I’ve been a bartender for almost 10 years, so I’m good at interacting with people listening to their bullshit, I’m not afraid to go up to people. So like for all intents and purposes I should be pretty cool. That being said I was super shy in my teens and early 20s(I’m 32 now) so I’m somewhat of a late bloomer. I’m an introvert working an extroverts job.

I feel like I’m just… boring. It’s a weird vibe. Like the perception people have of me and how I actually am is different.

People think I’m cool for some reason, like the younger dudes wanna be me, the women want to say they’ve been with me and overall the bar regulars hold me in high regard. but the reality is I go to work and then I sit at home. I’m not a badass, I’m not particularly funny but I have my moments, I’m not charming or charismatic, I’m just… a guy. My dating life is trash because I feel like I don’t have anything to bring to the table. If a woman asked what I do my fun I don’t really have an answer.

My personality is literally just buying people things because I’m single with no kids and few liabilities so I have a surplus of money.

So how do I like… become interesting, do I just go do interesting things?!

6 comments
  1. Authenticity is valuable 😌 Try putting yourself out there more to see what interests you! You might find yourself drawn to a certain hobby, activity, social circle in classes, sports, experiences, artistic/creative avenues etc.

  2. Yes! Do things!

    Here’s a guideline. Think of the essential things people need, right? Food, water, shelter, community… and exercise (not usually on the list). You can flesh out this list as much as you want, use the pyramid of needs, whatever.

    Then how about choosing a hobby for each one? Or a few of them? And when that hobby is at all community-oriented, all the better.

    So, maybe you get into a certain style of cooking.

    Shelter–you could get into decorating, building, or just learn too much about hippie styles of building and/or tiny houses on youtube like the rest of us. You could even incorporate travel in this category, you could do a bit of travel (including locally on weekends, maybe) to see certain types of buildings. Or for that matter, natural features. Or you could even keep it simple and just be the guy who really knows all about repainting your apartment, choosing the right colors… basic plumbing repairs… anything.

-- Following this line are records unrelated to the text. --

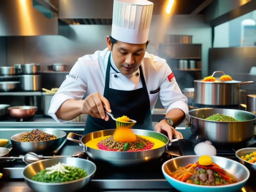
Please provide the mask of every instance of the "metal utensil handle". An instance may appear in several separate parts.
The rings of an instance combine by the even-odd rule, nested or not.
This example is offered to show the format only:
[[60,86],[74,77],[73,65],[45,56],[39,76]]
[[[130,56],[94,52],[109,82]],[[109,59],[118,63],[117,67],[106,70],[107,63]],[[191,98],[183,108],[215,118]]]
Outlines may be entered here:
[[0,157],[0,159],[22,159],[23,157]]
[[73,141],[73,142],[76,142],[76,143],[78,143],[79,144],[81,143],[80,141],[79,140],[73,138],[73,137],[75,135],[83,136],[82,135],[79,135],[74,133],[70,133],[68,134],[68,135],[67,136],[67,138],[66,138],[68,140],[71,141]]
[[113,119],[113,120],[114,120],[114,121],[116,120],[116,119],[114,117],[114,116],[112,114],[111,114],[111,113],[109,113],[106,111],[105,111],[105,113],[106,113],[109,116],[110,116],[110,117],[111,117],[112,118],[112,119]]
[[214,74],[215,74],[216,73],[223,73],[223,75],[225,75],[225,73],[224,73],[224,72],[223,71],[214,71],[213,72],[213,73],[212,73],[212,74],[211,75],[212,77],[213,77],[214,76]]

    Exercise–good thing to do, and if you have a favorite form or two, that’s another thing to chat about. You might also look into what’s available locally.

    I’m just suggesting this approach because it’s a bit more likely your interests will then benefit you in practical ways as well, rather than if you picked a bunch of random quirky hobbies out of a hat.

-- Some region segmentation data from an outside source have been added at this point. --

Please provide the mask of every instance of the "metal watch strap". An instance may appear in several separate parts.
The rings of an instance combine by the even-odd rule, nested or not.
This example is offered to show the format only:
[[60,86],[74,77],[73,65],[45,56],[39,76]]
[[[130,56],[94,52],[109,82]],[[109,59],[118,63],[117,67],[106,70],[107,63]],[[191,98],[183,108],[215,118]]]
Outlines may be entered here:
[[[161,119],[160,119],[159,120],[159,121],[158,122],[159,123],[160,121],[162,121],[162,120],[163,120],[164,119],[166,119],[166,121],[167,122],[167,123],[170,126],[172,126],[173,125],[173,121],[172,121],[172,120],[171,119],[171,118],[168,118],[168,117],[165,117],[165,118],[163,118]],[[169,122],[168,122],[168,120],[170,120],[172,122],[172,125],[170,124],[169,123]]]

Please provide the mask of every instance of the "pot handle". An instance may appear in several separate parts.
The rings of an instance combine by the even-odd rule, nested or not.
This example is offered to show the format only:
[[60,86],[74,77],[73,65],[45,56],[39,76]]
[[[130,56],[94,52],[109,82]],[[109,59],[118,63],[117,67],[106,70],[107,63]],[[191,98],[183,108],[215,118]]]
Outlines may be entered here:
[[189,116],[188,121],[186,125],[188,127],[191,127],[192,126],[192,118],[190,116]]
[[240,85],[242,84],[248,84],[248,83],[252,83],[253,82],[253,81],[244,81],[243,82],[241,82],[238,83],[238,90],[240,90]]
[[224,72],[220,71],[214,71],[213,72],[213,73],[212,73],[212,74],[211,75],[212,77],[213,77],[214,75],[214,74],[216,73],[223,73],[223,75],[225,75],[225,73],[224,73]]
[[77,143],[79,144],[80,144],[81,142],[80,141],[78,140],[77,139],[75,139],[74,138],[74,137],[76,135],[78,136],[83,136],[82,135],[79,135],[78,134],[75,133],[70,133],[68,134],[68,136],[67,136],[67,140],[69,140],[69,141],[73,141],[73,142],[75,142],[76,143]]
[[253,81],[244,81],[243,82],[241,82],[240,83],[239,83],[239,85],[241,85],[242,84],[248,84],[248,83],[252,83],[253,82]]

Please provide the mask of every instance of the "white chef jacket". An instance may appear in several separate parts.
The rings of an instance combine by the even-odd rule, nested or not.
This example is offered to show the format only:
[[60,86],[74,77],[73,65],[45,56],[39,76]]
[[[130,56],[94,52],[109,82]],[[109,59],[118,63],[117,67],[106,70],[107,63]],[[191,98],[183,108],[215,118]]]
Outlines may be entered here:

    What I usually suggest here is investing yourself for the long term in one or two interest-based communities. I think that’s great for everybody, and especially important if you’re more isolated than you would like to be.

    Also, not the topic of this sub, but it would be a good idea to invest that extra money.

  3. Just keep trying new things until you find things you like. Sports, hiking, skiing, art, music, gardening… it really does not matter what it is… when you find something you like, you will have something you can talk about with passion. It’s ok to not like things, but also don’t be afraid to try something you think you would not like. You might get surprised.

  4. It seems like your job has become the major part of your identity and everything outside of work is kinda lackluster. What you need to do is balance it out. This can be difficult for people if they work 40+ hrs a week and the job is physically and mentally draining.